Simultaneous Likelihoods

We compared single-value likelihoods elsewhere. In many situations we are interested in likelihood pairs, rather than single values, for example in finding the best slope and intercept of a line.

The likelihood computed at such a parameter (slope, intercept) pair describes a point on a likelihood surface. Or the parameter pair might represent the location and scale of the POD vs size curve, as illustrated in the following figure showing loglikelihood ratio* isoclines (curves of constant likelihood enclosing a given probability). Note that the scale, \(\sigma\), is plotted as its inverse.
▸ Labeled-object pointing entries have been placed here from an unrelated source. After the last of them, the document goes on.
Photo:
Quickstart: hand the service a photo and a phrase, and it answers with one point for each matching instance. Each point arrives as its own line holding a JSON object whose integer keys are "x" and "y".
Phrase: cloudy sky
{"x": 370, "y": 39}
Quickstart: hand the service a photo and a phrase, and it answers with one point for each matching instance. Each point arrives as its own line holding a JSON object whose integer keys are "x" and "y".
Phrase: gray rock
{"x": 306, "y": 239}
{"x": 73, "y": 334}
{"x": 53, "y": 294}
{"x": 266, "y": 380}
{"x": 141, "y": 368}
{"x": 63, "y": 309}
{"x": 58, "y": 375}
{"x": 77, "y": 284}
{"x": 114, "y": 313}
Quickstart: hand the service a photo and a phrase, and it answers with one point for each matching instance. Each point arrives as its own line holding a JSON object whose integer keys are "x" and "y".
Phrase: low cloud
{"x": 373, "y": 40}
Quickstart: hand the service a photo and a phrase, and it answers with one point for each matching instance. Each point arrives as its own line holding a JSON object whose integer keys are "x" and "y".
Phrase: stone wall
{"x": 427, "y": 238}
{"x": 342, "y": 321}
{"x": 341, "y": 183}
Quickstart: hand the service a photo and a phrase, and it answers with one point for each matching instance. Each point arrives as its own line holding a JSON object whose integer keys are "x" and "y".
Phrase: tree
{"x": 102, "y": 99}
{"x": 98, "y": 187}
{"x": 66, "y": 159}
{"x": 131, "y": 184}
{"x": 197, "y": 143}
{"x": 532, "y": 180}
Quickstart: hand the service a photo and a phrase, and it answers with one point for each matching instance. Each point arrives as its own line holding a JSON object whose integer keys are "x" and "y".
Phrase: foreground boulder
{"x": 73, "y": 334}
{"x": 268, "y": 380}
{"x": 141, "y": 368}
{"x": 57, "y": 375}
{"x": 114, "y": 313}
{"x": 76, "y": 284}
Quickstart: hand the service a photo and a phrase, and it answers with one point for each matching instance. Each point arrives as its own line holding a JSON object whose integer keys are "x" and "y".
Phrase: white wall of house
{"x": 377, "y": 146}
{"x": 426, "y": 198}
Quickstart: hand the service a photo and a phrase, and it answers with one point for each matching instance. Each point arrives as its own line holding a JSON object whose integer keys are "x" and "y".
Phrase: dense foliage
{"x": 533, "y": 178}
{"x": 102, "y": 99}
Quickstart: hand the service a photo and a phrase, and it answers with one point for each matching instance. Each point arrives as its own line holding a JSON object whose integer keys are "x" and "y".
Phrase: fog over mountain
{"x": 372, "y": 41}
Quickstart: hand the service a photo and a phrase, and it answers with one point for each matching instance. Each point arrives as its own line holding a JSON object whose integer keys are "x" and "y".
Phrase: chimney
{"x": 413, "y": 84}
The relationship of POD model location and scale, (\(\mu, \sigma\)) and the Generalized Linear Model intercept and slope (\(\beta_0, \beta_1\)) are discussed here.

Figure 1 – LogLikelihood Ratio Surface. The triangle identifies the (x, y) pair (location and shape,mu and sigma) whose line is associated with \(a_{90/95}\).

The most likely parameter values are the “+” but other values are also plausible, although less likely. That (x, y) pair produces the best GLM (Generalized Linear Model) fit of the data, shown as the black line in Figures 2 and 3.

Each point along the 95% confidence contour of the loglikelihood surface produces a GLM line (Figure 2) and its corresponding POD(a) fit (Figure 3).

Figure 2 - Logit (and POD) vs Size
Figure 3 - POD vs Size

*Note: While the range of probability must reside between zero and one, \(0 \lt p\lt 1\), likelihood can take on any value, so its value,by itself, isn’t meaningful. The ratio of the log of the maximum possible likelihood to other possible likelihood values is meaningful, especially because it can be related to the Chi-square density.